Sudah pantaskah Robotik masuk dalam mata pelajaran pendidikan formal di Indonesia?
Robot dan robotika merupakan paduan dari berbagai disiplin ilmu dan keterampilan. Mempelajarinya – khususnya bagi pelajar – dapat mengembangkan banyak aspek, mulai dari berpikir, motorik, sosial, dan lainnya. Kalau robotika dimasukkan dalam mata pelajaran pendidikan formal di Indonesia saat ini sepertinya terlalu dini. Mungkin di SMK. Tetapi kalau ada sekolah yang ingin menjadikannya sebagai bagian dari kegiatan intrakurikuler atau kokurikuler, bukan hanya ekstrakurikuler ya tidak ada salahnya. Yang perlu diperhatikan adalah tujuannya. Jangan semata-mata untuk branding sekolah.
Kalau melihat pada sejarah bagaimana robotika sampai di sekolah, kita akan bertemu dengan salah satu teori dalam pendidikan yaitu konstruktivistik. Saya mengutip pernyataan Prof. Seymour Papert, seorang profesor learning research dari MIT pengikut konstruktivistik yaitu, “Knowledge is only part of understanding. Genuine understanding comes from hands-on experience.” Dari laboratoriumnya lahir modul robotika yang kemudian digunakan di sekolah-sekolah.
Selain otak atik komponen dan coding, apa lagi kegemaran Mas Yuda?

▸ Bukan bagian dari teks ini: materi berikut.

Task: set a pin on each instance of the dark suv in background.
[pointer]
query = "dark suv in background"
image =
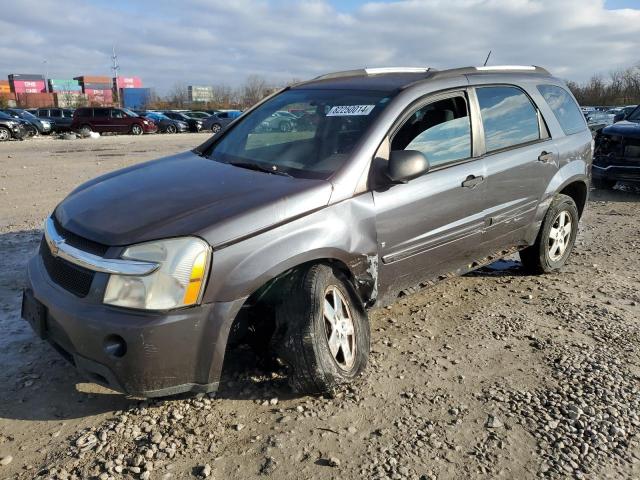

Hampir semua kesibukan saya bermuara pada pendidikan. Selain di bidang robotika, saya menjadi pengurus lembaga pendidikan Pesantren Tahfidz Al-Qur’an SMPIT Darul Fikri Sidoarjo. Jika sedang di rumah, sebagian waktu saya habis untuk utak-atik robot dan mengembangkan materi pelatihan. Sebagai selingan, kadang saya jalan-jalan ke toko buku dan toko mainan untuk mendapatkan ide-ide baru. Selain itu saya suka memotret tapi belum pantas lah kalau disebut hobi fotografi.
Apa rencana kedepan Anda dalam hal robotik yang bisa dishare sama kami?
Saya sedang sosialisasi untuk adanya event pameran robot. Terserah siapa nanti yang akan mengawali. Yang selama ini ada dan sering – kalau dihitung rata-rata hampir setiap bulan – adalah lomba atau kompetisi. Pameran akan menjadi media apresiasi bagi siapa saja yang telah berkarya, mulai dari pemula sampai ahli, apapun hasil karya mereka. Namun lomba memiliki kriteria tertentu yang membatasi sehingga tidak semua orang bisa turut serta.
Pertanyaan terakhir, apa pesan Anda untuk pembaca Komputek yang ingin memulai hobi robot? Apakah ini termasuk hobi yang mahal?
Membangun robot punya arti khusus bagi saya, yaitu membangun karakter. Seperti saya sebut sebelumnya, ada banyak aspek yang bisa dikembangkan melalui proyek robotika. Karena itu, belajar robotika jangan hanya untuk mencari prestise. Niatkanlah untuk ilmu dan memberi manfaat bagi masyarakat. Mulailah dari yang mudah dan terjangkau.
Nggak ada hobi yang mahal, karena walau berapapun biayanya tetap saja diinginkan. He he he …
Tapi, untuk rata-rata masyarakat Indonesia tentu saja mahal. Inilah yang mendorong saya untuk membuat proyek-proyek robot murah dan mudah. Kalau tujuannya untuk belajar, tidak harus dengan bahan yang mahal, kan?
Walaupun mahal, hobi juga bisa mendatangkan uang sehingga justru berbuah keuntungan.